The supported repository events are:
- pre-commit / post-commit -- Triggered before/after a commit operation
- pre-merge / post-merge -- Triggered before/after a merge operation
- pre-create-branch / post-create-branch -- Triggered before/after branch creation
- pre-delete-branch / post-delete-branch -- Triggered before/after branch deletion
- pre-create-tag / post-create-tag -- Triggered before/after tag creation
- pre-delete-tag / post-delete-tag -- Triggered before/after tag deletion
Pre-event hooks act as gates: if they fail (webhook returns non-200, Lua script errors), the triggering operation is rejected entirely. Post-event hooks act as notifications: they fire after the operation succeeds and do not affect the operation outcome.
Usage
Use action hook definitions when you need to:
- Enforce data quality -- Validate schema conformance, check for null values, verify data freshness before commits or merges are finalized
- Implement governance policies -- Require metadata tags, enforce naming conventions, validate access patterns
- Automate notifications -- Trigger downstream pipelines, send Slack alerts, update external catalogs after successful operations
- Create promotion workflows -- Gate merges to production branches on automated quality checks, creating a CI/CD-like pipeline for data
Theoretical Basis
The action hook model draws from two established software engineering patterns:
Event-driven architecture: Rather than requiring manual invocation of validation scripts, hooks subscribe to repository lifecycle events and execute automatically. This ensures validation is never bypassed -- every commit and merge passes through the configured gates regardless of which client or user initiated the operation.

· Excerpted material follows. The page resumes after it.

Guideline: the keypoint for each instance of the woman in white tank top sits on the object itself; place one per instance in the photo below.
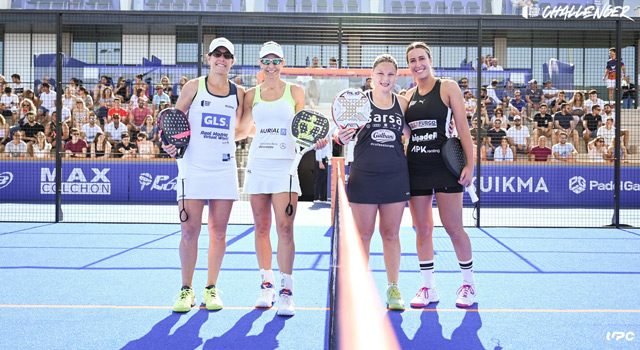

Declarative configuration: Hook behavior is defined through YAML configuration rather than imperative code. This separates the what (which events to intercept, which validations to run) from the how (the validation logic itself). The declarative approach makes hook configurations auditable, reviewable, and version-controlled.
Git-like hooks, lake-scale: Similar to Git pre-commit hooks, lakeFS action hooks intercept operations before they finalize. However, unlike Git hooks (which are local and client-side), lakeFS hooks are server-side and repository-scoped -- they apply to all clients and cannot be bypassed by individual users.
The combination of pre-event gating and post-event notification creates a complete observe-validate-act loop around every significant repository operation.